Le 23 mars 1774, 14 femmes captives africaines sautent à la mer depuis le navire Le Soleil. Un article de Doyle Calhoun (Université de Yale).

A Nantes aujourd’hui, aux Archives départementales de Loire-Atlantique, on trouve parmi les rapports de navigation des capitaines faits à l’Amirauté de Nantes, la trace d’une histoire glaçante : le 23 mars 1774, quatorze femmes africaines esclavagisées se sont précipitées en même temps de la dunette du navire nantais Le Soleil peu de temps après son départ de la baie de Badagri (aujourd’hui au Nigéria). Il s’agit d’un cas de suicide collectif : pratique de résistance peu évoquée dans l’historiographie du commerce triangulaire et de l’esclavage français, alors que, comme l’a écrit la philosophe Elsa Dorlin, le suicide fut « une des pratiques de résistance les plus communes des esclaves ».
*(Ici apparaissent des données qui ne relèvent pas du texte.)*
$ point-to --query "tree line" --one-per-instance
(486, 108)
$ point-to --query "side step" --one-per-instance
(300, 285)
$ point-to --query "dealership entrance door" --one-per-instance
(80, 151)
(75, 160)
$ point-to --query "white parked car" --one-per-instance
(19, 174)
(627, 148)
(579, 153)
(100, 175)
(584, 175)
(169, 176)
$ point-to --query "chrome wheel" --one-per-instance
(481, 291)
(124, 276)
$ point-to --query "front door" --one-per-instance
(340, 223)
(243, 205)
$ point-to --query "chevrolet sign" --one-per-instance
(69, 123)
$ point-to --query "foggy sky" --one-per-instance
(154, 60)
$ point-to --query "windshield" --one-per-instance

D’ailleurs, l’abolitionniste Victor Schœlcher consacre un chapitre entier à ce sujet dans son ouvrage Histoire de l’esclavage (1847).
Le capitaine du Soleil, un certain Louis Mosnier (également orthographié Monnier dans certains documents), qui était à l’époque soixantenaire, écrit que :  


"le 23 mars dernier ; il se seroit jetté de dessus la dunette à la mer et dans les lieux 14 femmes noires toutes ensemble et dans le même tems par un seul mouvement ; ayant alors le canot sur le pont et la chalouppe étant employée a chercher l’ancre de tangon ; qu’ayant a la mer pour embarcation une pirogue de 33 pieds fillée de barriere ; que pendant le temps que tout l’équipage fut occupé à baller de lavant la d. pirogue ; quelque diligence qu’on put faire la mer etant extrêmement grosse et agitée ventant avec tourmente ; les requins en avoient déjà mangé plusieurs avant qu’il y eut même du monde embarqué, qu’on parvint cependant à pouvoir en sauver 7 dont une mourut à 7 heures du soir, étant fort mal lorsqu’elle fut sauvée."
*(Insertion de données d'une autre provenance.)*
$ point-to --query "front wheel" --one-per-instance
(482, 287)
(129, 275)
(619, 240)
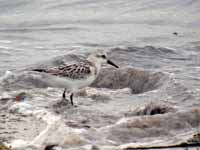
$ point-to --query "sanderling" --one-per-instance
(76, 76)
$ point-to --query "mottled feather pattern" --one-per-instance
(74, 71)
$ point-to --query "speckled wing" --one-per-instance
(73, 71)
Les différents voyages du Soleil sont documentés dans le Répertoire des Expéditions négrières françaises au XVIIIe siècle de Jean Mettas. En 1774, les 14 femmes mentionnées dans le rapport de Mosnier, faisaient partie de 374 captif.ive.s à bord du navire Le Soleil.

En outre, le cas des femmes du Soleil rappelle le suicide collectif de 75 captif.ive.s nigérien.ne.s qui se sont noyé.e.s en 1803 à Dunbar Creek en Géorgie aux États-Unis—tragédie souvent citée comme étant l’origine de la figure de « l’Africain volant » dans la culture afro-américaine (légende qui raconte que les captifs suicidés seraient en fait retournés sur le continent en volant) ; cet épisode a inspiré le film de Julie Dash Daughters of the Dust (1991), lui-même l’une des principales sources visuelles du projet Lemonade de Beyoncé (2016). Cet épisode évoque aussi les femmes de Nder, village dans le nord du Sénégal, dont les femmes se sont immolées collectivement pour s’échapper à l’esclavage un mardi de mars 1820 (en Wolof, cet événement s’appelle Talatay Nder, qui veut dire « le mardi de Nder »).

Un extrait du rapport de Mosnier a été repris sur un des panneaux en verre du Mémorial de l’abolition de l’esclavage sur le Quai de la Fosse à Nantes, lieu de mémoire ouvert au public en 2012. L’extrait est également mis en exergue dans l’éblouissant roman de la réalisatrice et écrivaine Fabienne Kanor, Humus. Le livre de F. Kanor revient sur le rapport succinct et froid du capitaine Mosnier pour en créer autre chose : un texte polyphonique et musical dans lequel les femmes anonymes du Soleil racontent leur propre histoire, et celle de leur « grand saut », à tour de rôle. Humus parvient à exprimer à la fois la nécessité et l’impossibilité de faire entendre les voix des sujets esclavagisés—des personnes qui souvent n’apparaissent dans les archives coloniales qu’au moment de leur disparition. Pour citer (et traduire) la sociologue Avery Gordon, en ce qui concerne l’histoire des femmes du Soleil, le roman de Fabienne Kanor nous aide à faire face à celles et ceux que l’Histoire a rendu fantomatiques.